“Look! It’s a horse in a pool!”*
* = closing line from a local news broadcast from Providence, RI. The anchor said this just before cutting to footage of a horse swimming in a pool, which ran for 2-3 seconds before the commercial break.
When I was in São Paulo last week, one of the TV stations I got in my hotel room was CNN’s international service. I’m not sure if this was CNN International under a new guise, or some other version of the network directed at international audiences. Regardless, what disturbed me was first, the idea that CNN would present two different newscasts under the same name (“CNN”) with no mention of them differing from one another, and second, just how much smarter the version aimed at non-Americans seemed to be. Instead of snarky tidbits and frothy lifestyle stories presented by former runway models, this international version of CNN featured long-format round-table discussions about the situation in Iran, and an entire show devoted to global press coverage. And best of all, Lou Dobbs was nowhere to be seen. After watching this CNN for a few minutes, I felt like I had actually learned something.

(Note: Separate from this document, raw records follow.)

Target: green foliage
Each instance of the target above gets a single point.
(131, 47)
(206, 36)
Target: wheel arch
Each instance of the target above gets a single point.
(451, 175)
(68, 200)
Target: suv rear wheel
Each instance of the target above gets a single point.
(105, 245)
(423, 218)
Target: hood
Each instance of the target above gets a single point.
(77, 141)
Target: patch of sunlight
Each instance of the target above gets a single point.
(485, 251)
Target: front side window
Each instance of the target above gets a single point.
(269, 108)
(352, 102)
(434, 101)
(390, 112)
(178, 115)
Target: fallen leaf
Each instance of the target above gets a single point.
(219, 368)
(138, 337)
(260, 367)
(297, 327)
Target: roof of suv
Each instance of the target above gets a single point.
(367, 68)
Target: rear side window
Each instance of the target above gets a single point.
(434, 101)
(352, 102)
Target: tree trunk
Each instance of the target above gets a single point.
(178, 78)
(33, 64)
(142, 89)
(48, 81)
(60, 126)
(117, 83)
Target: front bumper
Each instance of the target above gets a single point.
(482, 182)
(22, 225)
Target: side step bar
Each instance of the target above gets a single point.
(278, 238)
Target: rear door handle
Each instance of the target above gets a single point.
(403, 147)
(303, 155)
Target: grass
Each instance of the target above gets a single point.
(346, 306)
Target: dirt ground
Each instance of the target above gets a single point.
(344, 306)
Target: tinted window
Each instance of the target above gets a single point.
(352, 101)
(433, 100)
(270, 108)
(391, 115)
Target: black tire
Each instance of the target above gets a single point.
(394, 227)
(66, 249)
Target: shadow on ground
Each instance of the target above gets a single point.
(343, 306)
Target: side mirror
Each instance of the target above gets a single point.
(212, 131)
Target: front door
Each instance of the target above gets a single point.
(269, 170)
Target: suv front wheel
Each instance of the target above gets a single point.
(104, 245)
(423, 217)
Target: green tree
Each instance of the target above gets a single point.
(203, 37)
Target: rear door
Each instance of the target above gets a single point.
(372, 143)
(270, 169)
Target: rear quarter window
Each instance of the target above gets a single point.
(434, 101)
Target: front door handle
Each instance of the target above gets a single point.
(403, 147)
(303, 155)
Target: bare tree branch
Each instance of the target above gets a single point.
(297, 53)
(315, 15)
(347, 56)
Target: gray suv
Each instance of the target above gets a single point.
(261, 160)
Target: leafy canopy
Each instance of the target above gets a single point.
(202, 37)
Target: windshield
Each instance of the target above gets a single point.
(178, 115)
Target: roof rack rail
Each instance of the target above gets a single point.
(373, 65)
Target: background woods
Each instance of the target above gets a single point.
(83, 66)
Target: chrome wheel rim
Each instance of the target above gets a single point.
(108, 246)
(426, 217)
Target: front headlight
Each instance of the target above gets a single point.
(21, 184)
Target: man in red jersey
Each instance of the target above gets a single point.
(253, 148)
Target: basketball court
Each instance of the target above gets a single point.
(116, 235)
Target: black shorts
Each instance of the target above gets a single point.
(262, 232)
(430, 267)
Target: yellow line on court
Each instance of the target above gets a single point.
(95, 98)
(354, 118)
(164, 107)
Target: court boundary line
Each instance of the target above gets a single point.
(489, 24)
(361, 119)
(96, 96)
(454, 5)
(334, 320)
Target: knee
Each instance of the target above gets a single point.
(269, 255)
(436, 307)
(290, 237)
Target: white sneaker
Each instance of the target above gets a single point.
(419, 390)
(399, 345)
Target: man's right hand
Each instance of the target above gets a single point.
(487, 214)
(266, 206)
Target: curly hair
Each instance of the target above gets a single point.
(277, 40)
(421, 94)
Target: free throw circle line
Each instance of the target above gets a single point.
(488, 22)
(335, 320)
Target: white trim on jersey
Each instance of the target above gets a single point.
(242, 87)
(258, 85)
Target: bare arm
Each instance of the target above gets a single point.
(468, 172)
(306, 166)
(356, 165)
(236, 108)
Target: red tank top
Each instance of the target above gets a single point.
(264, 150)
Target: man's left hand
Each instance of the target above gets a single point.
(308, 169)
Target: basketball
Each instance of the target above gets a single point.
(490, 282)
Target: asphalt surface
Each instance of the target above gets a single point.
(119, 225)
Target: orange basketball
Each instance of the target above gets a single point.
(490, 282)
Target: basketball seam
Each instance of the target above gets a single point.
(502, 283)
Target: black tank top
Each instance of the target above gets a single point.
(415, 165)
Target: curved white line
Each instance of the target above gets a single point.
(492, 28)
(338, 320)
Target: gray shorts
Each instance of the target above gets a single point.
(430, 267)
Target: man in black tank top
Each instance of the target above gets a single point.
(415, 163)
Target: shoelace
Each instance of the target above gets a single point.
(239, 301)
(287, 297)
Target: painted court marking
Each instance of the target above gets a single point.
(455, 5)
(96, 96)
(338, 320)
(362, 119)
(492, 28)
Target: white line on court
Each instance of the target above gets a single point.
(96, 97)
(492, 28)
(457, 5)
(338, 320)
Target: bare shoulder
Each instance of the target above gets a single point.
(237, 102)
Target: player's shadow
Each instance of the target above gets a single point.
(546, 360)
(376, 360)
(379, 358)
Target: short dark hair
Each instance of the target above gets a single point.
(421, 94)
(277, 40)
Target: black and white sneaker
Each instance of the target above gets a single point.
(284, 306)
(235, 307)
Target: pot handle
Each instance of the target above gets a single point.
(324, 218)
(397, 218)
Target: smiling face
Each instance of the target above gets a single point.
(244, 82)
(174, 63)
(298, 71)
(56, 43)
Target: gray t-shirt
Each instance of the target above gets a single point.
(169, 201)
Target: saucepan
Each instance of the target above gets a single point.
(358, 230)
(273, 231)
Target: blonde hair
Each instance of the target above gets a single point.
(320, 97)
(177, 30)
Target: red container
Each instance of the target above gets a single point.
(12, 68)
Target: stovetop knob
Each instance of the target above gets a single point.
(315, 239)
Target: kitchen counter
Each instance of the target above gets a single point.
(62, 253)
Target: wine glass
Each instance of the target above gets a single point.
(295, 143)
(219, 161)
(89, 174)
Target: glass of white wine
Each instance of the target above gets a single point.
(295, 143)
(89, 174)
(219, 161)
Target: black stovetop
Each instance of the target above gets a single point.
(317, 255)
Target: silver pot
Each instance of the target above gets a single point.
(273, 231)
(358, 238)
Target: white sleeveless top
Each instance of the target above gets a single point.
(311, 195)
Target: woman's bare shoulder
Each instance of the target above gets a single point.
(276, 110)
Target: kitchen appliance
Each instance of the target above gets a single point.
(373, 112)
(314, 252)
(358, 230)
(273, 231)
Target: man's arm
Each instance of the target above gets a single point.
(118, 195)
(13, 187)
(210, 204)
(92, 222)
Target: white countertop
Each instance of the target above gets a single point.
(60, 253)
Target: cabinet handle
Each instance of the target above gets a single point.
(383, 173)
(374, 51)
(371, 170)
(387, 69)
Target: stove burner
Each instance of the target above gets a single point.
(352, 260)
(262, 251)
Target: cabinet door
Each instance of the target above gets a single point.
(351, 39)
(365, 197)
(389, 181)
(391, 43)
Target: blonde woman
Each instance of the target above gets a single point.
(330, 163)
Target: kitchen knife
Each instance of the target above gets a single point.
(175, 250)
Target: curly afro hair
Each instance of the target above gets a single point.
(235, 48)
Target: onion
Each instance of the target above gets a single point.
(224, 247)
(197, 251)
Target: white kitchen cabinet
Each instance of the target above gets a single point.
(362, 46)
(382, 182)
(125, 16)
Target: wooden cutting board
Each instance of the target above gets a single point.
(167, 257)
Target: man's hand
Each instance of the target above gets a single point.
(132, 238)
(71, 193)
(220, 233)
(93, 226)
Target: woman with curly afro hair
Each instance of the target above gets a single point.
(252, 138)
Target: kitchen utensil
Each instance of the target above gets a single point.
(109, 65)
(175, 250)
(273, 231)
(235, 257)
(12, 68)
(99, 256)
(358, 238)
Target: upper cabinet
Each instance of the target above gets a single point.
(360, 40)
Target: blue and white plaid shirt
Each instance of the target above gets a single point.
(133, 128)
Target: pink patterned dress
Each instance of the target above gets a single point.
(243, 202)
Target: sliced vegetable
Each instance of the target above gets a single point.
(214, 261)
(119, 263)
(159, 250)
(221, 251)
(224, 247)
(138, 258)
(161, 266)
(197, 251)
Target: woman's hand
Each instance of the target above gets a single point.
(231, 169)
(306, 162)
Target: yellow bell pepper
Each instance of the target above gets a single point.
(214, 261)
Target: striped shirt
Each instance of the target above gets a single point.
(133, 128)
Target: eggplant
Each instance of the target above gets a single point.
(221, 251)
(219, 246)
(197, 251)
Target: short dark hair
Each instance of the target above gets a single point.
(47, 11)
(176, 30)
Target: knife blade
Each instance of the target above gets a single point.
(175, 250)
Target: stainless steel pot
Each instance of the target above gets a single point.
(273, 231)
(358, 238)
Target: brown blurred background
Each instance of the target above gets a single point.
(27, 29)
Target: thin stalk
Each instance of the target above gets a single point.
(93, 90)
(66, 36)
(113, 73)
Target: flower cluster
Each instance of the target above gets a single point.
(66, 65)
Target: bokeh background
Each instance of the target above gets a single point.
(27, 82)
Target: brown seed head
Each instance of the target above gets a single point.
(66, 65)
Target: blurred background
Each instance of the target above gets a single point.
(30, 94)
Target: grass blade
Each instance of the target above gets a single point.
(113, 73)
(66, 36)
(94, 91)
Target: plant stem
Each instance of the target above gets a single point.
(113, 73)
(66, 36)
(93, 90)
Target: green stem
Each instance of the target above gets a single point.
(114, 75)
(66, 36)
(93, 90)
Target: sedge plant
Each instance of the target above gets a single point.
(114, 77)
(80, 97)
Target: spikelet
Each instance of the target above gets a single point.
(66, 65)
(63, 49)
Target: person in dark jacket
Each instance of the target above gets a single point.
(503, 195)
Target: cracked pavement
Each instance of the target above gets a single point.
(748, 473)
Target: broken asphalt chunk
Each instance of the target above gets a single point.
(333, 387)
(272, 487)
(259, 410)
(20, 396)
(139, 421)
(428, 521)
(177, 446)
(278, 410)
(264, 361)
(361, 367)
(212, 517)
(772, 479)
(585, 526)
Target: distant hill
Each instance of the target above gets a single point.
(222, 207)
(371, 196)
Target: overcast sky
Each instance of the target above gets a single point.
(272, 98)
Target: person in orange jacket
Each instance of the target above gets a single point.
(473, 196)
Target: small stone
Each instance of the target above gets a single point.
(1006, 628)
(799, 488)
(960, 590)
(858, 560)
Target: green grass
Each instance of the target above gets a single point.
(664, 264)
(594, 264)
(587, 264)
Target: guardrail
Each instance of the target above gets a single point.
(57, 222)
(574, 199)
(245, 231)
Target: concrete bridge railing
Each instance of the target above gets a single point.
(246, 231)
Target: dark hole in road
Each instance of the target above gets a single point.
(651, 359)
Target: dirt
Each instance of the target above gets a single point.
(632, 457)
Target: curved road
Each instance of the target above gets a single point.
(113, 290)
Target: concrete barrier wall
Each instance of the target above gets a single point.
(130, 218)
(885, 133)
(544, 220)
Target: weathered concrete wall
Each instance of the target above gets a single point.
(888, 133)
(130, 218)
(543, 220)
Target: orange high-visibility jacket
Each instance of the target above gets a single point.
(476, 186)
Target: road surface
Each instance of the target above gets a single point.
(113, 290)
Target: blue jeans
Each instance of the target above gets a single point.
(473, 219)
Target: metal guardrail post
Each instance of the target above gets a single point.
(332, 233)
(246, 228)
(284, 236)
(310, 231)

Now granted, I didn’t watch for nearly long enough in that São Paulo hotel room to determine whether CNN for foreigners is consistently more substantive than its domestic cousin. But assuming my intuition was more or less correct, it’s depressing – though it probably shouldn’t be surprising – that CNN would disguise two different broadcasts as the same thing, and consciously dumb down the version it presents to its U.S. viewers. While it’s tempting to speculate that CNN might do this because, frankly, Americans are idiots and/or don’t like to be intellectually challenged, that’s not accurate. Granted, many Americans don’t like to be intellectually challenged, and some people (Americans and otherwise) just don’t care about the news and never will.
Still, I refuse to believe that a disinterest in “hard” news is an a priori part of the American personality. If the best of NPR and the New York Times were the journalistic norm in the U.S. as opposed to the gold standard, then maybe the average American media consumer would be more demanding? If, day in and day out, you feed people saccharine mush like stories about prisoners raising puppies for war veterans (cnn.com linked to this story a couple of days ago), don’t be surprised if they have a Beavis and Butthead-style reaction to coverage that demands a bit more of them: “huh, huh…she [Christiane Amanpour] talks funny…”
It’s always tempting to attribute broad social patterns, particularly when they depress us, to “essential” flaws– this is the problem with the movie Idiocracy, and with a lot of failed satire. But that kind of explanation is both inaccurate and too easy. The truth, I think, is more complex. I don’t have a sense for exactly what’s going on, but I imagine it has to do with a toxic combination of a profit-hungry and rapidly consolidating media marketplace dominated by fewer and fewer conglomerates, and an anti-intellectual educational a cultural climate that puts a premium on results (“news you can use”) and presents intellectual curiosity pure and simple as self-indulgent and pretentious – the sort of thing that phantasmagorical boogeyman, “the French” (not to be confused with actual French men and women), would indulge in.

June 26th, 2009 at 11:29 am
come on rob!
don’t you like lou dobbs browbeating soliloquies about being from anytown usa
June 26th, 2009 at 4:44 pm
I remember when Lou Dobbs was a humble business reporter, before his reinvention as angry populist hack!